Me dijo que hacía murales y que a veces pintaba en las fachadas de las facultades y que tenía uno grabado en el corazón, y el temblor apareció en su cuerpo. Porque después supe que el mural del que me hablaba, el que tenía grabado en su corazón, fue el que pintó junto con un grupo de amigos en Somosaguas, en la facultad de Económicas, un mural que todavía perdura, un mural de homenaje y de recuerdo, un mural de denuncia, porque denunciaba un crimen: el asesinato de la juventud.
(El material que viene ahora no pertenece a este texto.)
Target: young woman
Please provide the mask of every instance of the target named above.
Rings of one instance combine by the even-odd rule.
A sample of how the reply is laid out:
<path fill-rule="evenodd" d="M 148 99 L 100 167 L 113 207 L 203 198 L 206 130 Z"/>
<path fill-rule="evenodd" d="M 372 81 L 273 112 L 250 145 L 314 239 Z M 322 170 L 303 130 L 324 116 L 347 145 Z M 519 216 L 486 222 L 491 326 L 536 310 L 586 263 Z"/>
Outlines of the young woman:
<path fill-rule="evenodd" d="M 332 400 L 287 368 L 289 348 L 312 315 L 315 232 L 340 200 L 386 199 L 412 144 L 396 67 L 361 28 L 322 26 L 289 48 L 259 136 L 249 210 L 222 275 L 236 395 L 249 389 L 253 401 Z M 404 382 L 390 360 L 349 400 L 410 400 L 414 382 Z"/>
Noté su temblor, su sudor frío, y le abracé con más fuerza, cogí las riendas de la conversación y le conté parte de lo que sabía. Porque de todo lo que sabía sólo le dije lo que era inevitable. Que le conocía desde que un día entró en mi clase para anunciar aquella manifestación…

 Aquella manifestación que a mi me despertó y que nos volvió a unir esa noche. Porque sin soltar mis brazos de alrededor de su cuello, sin aflojar la presión de mi cuerpo, sin apartar el roce de mis labios mientras hablábamos, me fue comentando los acontecimientos de aquella tarde: las cargas policiales, las carreras, los cánticos, los gritos, las detenciones, las huidas y escapadas y… la sangre derramada.

Aquella muerte trágica, cruel, inútil, innecesaria, desgarradora, nos atrapó. Nos atrapó en una situación de rebeldía y de angustia y al mismo tiempo nos abrió las puertas del amor y de la esperanza.

Noté que tenía un nudo en la garganta. Que quería pasar del dolor del recuerdo, pero no podía. Me dijo que no se lo había contado a nadie, pero esa noche…, escondido entre mis brazos no pudo por menos de soltar lo que oprimía su pecho…

 

Todo nos unió aquella noche, una noche interminable, porque desde que comencé con mis brazos rodeándole el cuello y las manos de él atrapando mi cintura, hasta que terminamos en un sofoco, en un fuego compartido, con el sudor y el dolor en las entrañas, solo pasó un momento, un momento que paralizó nuestras vidas y unió nuestros sentimientos.

 

Lo recordaba ahora, al ver a mi hijo tan ensimismado, tan pegado al móvil y tan atolondrado. Al verle andar por la casa medio dormido y ausente. Notaba que su mente estaba en algún lugar escondida. Escondida como están las mentes cuando  descubren los rincones secretos del amor.

 

Dominé, manejé los hilos del amor a mi antojo, como ahora manejaba el bisturí, con cortes precisos, sin sobrepasar las líneas peligrosas; pero ahora me encontraba paralizada y absorta en un pasado que quería revivir y me resultaba imposible, gasté todas mis fuerzas y ya no me quedaban más, pero tenía que agarrarme a mi fortaleza y mantenerme firme y segura, porque tenía que continuar defendiendo lo que aún me quedaba, lo que era mío, lo que no estaba dispuesta a perder jamás: mi hijo.